LA CORTE SUPREMA DI CASSAZIONE

SEZIONE TERZA CIVILE

Composta dagli Ill.mi Sigg.ri Magistrati:

Dott. FRASCA Raffaele – Presidente –

Dott. SESTINI Danilo – Consigliere –

Dott. SCARANO Luigi Alessandro – Consigliere –

Dott. SCODITTI Enrico – Consigliere –

Dott. CRICENTI Giuseppe – rel. Consigliere –

ha pronunciato la seguente:

SENTENZA

sul ricorso 9700-2019 proposto da:

C.M., M.A., elettivamente domiciliati in ROMA,

VIA POLIBIO 15, presso lo studio dell’avvocato GIUSEPPE LEPORE, che

li rappresenta e difende;

– ricorrenti –

contro

FALLIMENTO (OMISSIS) SAS, SOCIO ILLIMITATAMENTE RESPONSABILE,

elettivamente domiciliato in ROMA, VIALE DEI QUATTRO VENTI, 12,

presso lo studio dell’avvocato SILVIA GERMINI, rappresentato e

difeso dall’avvocato GIAMPIERO TRONCI;

– controricorrenti –

avverso la sentenza n. 229/2019 della CORTE D’APPELLO di MILANO,

depositata il 17/01/2019;

udita la relazione della causa svolta nella pubblica udienza del

15/06/2021 dal Consigliere Dott. GIUSEPPE CRICENTI;

Udito il PM.

 

Fatto

FATTI DI CAUSA

1.- C.P., socio della “(OMISSIS)” ha stipulato un trust con C.M. ed M.A., e nel detto trust, con contestuale atto notarile, ha conferito alcuni suoi beni immobili.

Equitalia spa, per conto del Fisco, ha agito per la revocatoria di tale atto, assumendosi creditore del C., ma durante il giudizio di primo grado, essendo fallita la “(OMISSIS)”, è stato dichiarato altresì il fallimento del socio illimitatamente responsabile C.P..

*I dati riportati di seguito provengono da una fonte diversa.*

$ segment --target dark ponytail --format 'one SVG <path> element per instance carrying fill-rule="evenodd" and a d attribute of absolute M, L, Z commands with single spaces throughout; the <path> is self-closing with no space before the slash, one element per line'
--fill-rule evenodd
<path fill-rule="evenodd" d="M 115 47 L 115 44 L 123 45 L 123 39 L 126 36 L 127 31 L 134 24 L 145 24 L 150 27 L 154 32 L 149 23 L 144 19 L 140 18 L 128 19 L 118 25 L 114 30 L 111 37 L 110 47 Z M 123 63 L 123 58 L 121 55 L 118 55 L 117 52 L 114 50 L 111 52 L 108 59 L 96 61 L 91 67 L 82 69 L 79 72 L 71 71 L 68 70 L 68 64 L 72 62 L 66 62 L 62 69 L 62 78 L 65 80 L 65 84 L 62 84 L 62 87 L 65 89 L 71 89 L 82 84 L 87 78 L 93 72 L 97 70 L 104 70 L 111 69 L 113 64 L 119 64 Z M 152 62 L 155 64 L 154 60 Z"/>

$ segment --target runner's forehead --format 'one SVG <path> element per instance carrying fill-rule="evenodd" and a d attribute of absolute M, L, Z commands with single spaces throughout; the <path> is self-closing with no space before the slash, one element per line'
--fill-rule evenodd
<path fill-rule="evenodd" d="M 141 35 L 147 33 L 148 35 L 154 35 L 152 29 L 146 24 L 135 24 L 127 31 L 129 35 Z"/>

Conseguentemente, stata dichiarata l’interruzione della causa, poi riassunta dal Fallimento della “(OMISSIS)” in luogo del creditore individuale Equitalia.

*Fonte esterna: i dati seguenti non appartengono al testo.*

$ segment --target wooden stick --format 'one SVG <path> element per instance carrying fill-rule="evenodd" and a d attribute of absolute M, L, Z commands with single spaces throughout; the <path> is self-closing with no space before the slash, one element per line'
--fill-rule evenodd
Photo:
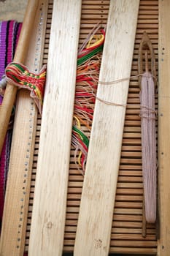
<path fill-rule="evenodd" d="M 34 20 L 38 3 L 39 0 L 28 1 L 20 36 L 15 54 L 14 61 L 21 63 L 24 63 L 25 61 L 33 30 L 33 20 Z M 1 150 L 17 91 L 17 87 L 9 83 L 7 84 L 1 108 L 0 109 L 0 155 L 1 154 Z"/>
<path fill-rule="evenodd" d="M 130 76 L 139 1 L 110 1 L 100 81 Z M 98 85 L 97 97 L 126 104 L 128 80 Z M 74 255 L 108 255 L 125 108 L 96 100 Z"/>
<path fill-rule="evenodd" d="M 31 71 L 42 66 L 48 1 L 42 0 L 31 20 L 28 56 L 25 62 Z M 40 29 L 40 30 L 39 30 Z M 37 109 L 30 91 L 18 92 L 11 146 L 7 192 L 1 234 L 0 255 L 23 255 Z"/>
<path fill-rule="evenodd" d="M 159 1 L 158 185 L 160 241 L 158 255 L 170 255 L 170 1 Z"/>
<path fill-rule="evenodd" d="M 80 16 L 81 1 L 54 1 L 30 256 L 63 252 Z"/>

Il Giudice di primo grado ha dichiarato inammissibile la domanda di Equitalia, ed ha rigettato quella proposta dal Fallimento, ex art. 2901 c.c., sostenendo che l’atto costitutivo del trust, non essendo atto dispositivo, ma neutro da questo punto di vista, non poteva essere oggetto di revocatoria, che invece andava rivolta verso l’atto di conferimento, nel trust, del bene immobile.

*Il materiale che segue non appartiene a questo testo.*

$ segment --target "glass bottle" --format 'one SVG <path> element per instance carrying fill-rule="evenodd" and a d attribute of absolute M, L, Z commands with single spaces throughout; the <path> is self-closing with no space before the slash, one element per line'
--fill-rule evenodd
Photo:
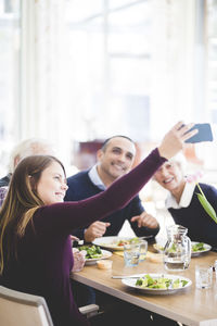
<path fill-rule="evenodd" d="M 191 240 L 188 228 L 181 225 L 167 227 L 167 242 L 164 248 L 164 266 L 167 271 L 180 272 L 189 267 L 191 261 Z"/>

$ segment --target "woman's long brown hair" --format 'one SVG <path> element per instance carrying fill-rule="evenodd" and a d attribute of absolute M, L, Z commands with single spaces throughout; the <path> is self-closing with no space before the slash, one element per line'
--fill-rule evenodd
<path fill-rule="evenodd" d="M 38 208 L 44 205 L 37 193 L 41 173 L 52 162 L 63 164 L 54 156 L 34 155 L 20 162 L 10 183 L 9 191 L 0 210 L 0 274 L 10 256 L 16 256 L 17 238 L 23 237 L 27 224 Z"/>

2.-Il Fallimento ha proposto appello, facendo presente che la domanda doveva intendersi come di revocatoria, per l’appunto, dell’atto di conferimento piuttosto che del trust in sé, e questo motivo è stato accolto dal giudice di secondo grado, che, ritenuta dunque la domanda come revocatoria del conferimento e non del trust, ne ha dichiarato l’inefficacia nei confronti del Fallimento attore.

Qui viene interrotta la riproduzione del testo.